Ah, here is a topic I can really get into!

I always encourage newcomers to the series to tackle them in publication order, to me they have more meaning to them that way. It is not just because I grew up reading them that way, but I think, much like the SW saga, that by reading them in chronological order some of the mystery and awe is lost.

For example, as a kid it was great fun to experience Lucy's wonder as she stepped through the wardrobe and found herself in this fantastic place. Even the lamp post was a fun little oddity that originally remained a mystery until the end of the series.

However, by reading Magician's Nephew first, originally the second to last book, now the first, By the time you get to the Lion the Witch and the Wardrobe, you will already know the origins of Narnia, the wardrobe, and the lamp post.
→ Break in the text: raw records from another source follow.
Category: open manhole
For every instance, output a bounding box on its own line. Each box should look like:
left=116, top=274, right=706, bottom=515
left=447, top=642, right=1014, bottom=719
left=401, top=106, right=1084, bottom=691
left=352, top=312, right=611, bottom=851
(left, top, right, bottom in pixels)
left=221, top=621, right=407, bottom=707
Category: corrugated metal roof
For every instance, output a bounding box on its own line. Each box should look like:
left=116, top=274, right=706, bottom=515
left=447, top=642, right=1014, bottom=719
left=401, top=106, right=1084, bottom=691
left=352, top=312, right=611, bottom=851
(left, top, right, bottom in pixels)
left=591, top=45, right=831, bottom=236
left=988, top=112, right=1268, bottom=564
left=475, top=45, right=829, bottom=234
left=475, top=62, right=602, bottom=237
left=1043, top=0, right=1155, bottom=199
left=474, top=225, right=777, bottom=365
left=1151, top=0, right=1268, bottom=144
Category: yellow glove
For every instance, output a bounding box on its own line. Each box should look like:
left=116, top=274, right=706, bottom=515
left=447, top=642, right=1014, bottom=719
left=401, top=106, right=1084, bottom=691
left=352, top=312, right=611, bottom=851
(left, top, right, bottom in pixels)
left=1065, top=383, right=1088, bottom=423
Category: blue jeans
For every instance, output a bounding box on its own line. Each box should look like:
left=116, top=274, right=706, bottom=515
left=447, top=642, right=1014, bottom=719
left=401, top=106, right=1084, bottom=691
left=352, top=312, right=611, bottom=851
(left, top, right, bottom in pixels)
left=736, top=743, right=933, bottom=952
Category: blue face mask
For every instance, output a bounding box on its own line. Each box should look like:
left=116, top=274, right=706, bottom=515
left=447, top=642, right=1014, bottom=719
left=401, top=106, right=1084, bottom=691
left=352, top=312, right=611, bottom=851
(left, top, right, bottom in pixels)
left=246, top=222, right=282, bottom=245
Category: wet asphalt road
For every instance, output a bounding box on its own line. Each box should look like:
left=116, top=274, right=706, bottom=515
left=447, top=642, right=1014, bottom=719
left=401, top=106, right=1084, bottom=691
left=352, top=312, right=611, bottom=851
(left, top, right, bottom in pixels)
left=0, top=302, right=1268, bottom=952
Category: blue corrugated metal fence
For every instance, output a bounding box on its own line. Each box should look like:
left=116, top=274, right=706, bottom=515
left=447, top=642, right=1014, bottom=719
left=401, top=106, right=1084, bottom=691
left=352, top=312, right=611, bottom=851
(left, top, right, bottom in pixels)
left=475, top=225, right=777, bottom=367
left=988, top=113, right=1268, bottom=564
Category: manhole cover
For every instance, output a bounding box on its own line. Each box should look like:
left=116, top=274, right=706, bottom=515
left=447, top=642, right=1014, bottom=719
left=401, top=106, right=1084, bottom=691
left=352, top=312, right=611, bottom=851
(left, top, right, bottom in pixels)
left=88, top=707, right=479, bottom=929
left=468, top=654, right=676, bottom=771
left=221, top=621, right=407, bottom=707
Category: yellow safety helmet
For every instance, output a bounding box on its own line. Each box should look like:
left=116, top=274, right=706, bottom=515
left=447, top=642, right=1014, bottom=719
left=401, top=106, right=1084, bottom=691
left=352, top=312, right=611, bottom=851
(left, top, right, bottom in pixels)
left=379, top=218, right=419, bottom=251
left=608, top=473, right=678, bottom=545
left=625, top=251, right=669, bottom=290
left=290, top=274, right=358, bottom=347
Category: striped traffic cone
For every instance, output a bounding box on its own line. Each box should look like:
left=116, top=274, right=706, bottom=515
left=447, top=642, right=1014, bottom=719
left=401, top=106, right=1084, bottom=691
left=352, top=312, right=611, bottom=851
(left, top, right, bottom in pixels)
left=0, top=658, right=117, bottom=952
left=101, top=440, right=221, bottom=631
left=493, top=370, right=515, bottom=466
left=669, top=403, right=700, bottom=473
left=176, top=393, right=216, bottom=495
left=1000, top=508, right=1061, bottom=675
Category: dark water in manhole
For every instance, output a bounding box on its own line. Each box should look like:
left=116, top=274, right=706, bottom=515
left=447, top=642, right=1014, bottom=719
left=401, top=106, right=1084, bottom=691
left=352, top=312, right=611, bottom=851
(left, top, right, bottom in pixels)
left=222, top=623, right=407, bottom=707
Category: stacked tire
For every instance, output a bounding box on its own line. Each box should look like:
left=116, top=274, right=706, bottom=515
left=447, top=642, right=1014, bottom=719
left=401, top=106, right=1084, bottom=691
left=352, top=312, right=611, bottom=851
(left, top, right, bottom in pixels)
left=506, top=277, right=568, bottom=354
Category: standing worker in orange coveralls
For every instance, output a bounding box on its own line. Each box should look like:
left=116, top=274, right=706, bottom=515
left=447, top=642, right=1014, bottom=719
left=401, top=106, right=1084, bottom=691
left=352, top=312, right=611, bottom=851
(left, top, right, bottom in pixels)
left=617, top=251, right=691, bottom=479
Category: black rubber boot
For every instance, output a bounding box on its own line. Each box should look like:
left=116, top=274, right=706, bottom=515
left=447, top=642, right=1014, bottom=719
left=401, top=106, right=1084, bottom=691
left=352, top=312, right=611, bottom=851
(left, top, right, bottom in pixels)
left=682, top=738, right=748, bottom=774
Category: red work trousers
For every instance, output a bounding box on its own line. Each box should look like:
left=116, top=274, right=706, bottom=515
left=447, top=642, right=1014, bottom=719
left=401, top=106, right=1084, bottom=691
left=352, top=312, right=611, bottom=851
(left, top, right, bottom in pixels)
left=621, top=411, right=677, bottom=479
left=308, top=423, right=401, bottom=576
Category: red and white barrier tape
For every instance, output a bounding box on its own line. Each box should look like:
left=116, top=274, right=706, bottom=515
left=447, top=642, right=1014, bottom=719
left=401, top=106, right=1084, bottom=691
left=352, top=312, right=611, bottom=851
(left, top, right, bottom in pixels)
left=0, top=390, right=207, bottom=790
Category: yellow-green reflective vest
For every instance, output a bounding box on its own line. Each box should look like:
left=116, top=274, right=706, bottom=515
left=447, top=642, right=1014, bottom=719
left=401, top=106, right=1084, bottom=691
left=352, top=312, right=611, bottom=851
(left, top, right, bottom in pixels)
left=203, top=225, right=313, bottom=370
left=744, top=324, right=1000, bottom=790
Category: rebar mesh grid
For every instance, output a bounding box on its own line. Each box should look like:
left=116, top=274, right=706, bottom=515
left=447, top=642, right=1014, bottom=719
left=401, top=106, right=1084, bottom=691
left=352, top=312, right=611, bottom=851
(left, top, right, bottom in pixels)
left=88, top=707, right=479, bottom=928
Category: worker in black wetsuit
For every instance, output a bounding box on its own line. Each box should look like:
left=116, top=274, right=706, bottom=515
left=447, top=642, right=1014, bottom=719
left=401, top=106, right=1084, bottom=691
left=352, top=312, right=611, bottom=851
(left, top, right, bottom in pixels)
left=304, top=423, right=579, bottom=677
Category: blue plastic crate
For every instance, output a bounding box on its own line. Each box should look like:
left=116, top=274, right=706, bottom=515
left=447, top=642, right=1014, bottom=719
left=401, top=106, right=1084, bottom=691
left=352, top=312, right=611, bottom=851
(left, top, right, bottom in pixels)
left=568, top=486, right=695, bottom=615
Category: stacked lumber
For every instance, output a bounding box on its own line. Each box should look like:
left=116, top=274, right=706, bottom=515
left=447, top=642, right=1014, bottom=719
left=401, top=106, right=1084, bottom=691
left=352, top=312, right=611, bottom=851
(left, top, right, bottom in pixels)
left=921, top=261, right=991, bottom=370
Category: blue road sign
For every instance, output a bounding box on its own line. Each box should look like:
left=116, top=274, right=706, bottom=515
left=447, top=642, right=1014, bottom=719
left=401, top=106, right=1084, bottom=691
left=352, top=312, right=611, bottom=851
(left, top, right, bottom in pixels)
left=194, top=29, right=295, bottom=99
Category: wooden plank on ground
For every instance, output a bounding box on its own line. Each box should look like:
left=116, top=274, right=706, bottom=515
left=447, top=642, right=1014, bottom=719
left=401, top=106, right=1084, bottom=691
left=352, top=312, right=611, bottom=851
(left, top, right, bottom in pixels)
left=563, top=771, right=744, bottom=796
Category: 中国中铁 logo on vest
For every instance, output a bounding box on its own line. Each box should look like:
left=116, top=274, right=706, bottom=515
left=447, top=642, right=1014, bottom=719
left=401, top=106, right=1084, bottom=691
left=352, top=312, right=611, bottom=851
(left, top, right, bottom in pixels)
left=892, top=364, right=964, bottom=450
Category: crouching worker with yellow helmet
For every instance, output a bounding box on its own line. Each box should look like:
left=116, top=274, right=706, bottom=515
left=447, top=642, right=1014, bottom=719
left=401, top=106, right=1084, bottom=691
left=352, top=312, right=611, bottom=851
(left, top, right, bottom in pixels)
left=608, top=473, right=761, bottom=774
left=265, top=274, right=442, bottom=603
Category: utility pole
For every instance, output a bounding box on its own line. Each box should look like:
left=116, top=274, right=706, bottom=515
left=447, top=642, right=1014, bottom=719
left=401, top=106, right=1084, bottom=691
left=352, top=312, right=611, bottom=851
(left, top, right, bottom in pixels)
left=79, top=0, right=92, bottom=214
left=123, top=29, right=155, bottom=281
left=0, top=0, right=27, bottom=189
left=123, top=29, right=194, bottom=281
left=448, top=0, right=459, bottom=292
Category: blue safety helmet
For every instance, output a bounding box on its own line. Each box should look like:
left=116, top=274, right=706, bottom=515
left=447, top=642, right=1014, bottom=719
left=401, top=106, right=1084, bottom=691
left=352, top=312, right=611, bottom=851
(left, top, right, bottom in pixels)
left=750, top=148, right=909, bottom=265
Reading The Magician's Nephew for the first time was kind of a "ah, so that is why..." moment. It is like reading the end of a mystery novel and discovering what was going on the whole time. It explains why the wardrobe transported Lucy, and how different worlds exist, even how the witch came to be in the land.

I often give sets of these books away to friends as gifts, and I always include a list of the publication order and encourage them to read it that way.

Even the movies were being made in publication order rather than chronological order, that says something. Though now that Disney has abandoned them, who knows if we will even get another one.

 

This debate had been going on even while C.S. Lewis was still alive. I remember reading a letter from him to a little boy who asked him which order he should read them in, Lewis answers that he had not put a lot of thought into it, but concedes that the chronological order may be the preferable order of reading. And now that is the order most newcomers read them in, since newer printings of the books themselves have the chronological ordering on the spine.

 

EDIT: ripped this off of wikipedia:

Lewis' reply to a letter from an American fan in 1957 who was having an argument with his mother about the order:

I think I agree with your order [i.e. chronological] for reading the books more than with your mother's. The series was not planned beforehand as she thinks. When I wrote The Lion I did not know I was going to write any more. Then I wrote P. Caspian as a sequel and still didn't think there would be any more, and when I had done The Voyage I felt quite sure it would be the last, but I found I was wrong. So perhaps it does not matter very much in which order anyone read them. I’m not even sure that all the others were written in the same order in which they were published.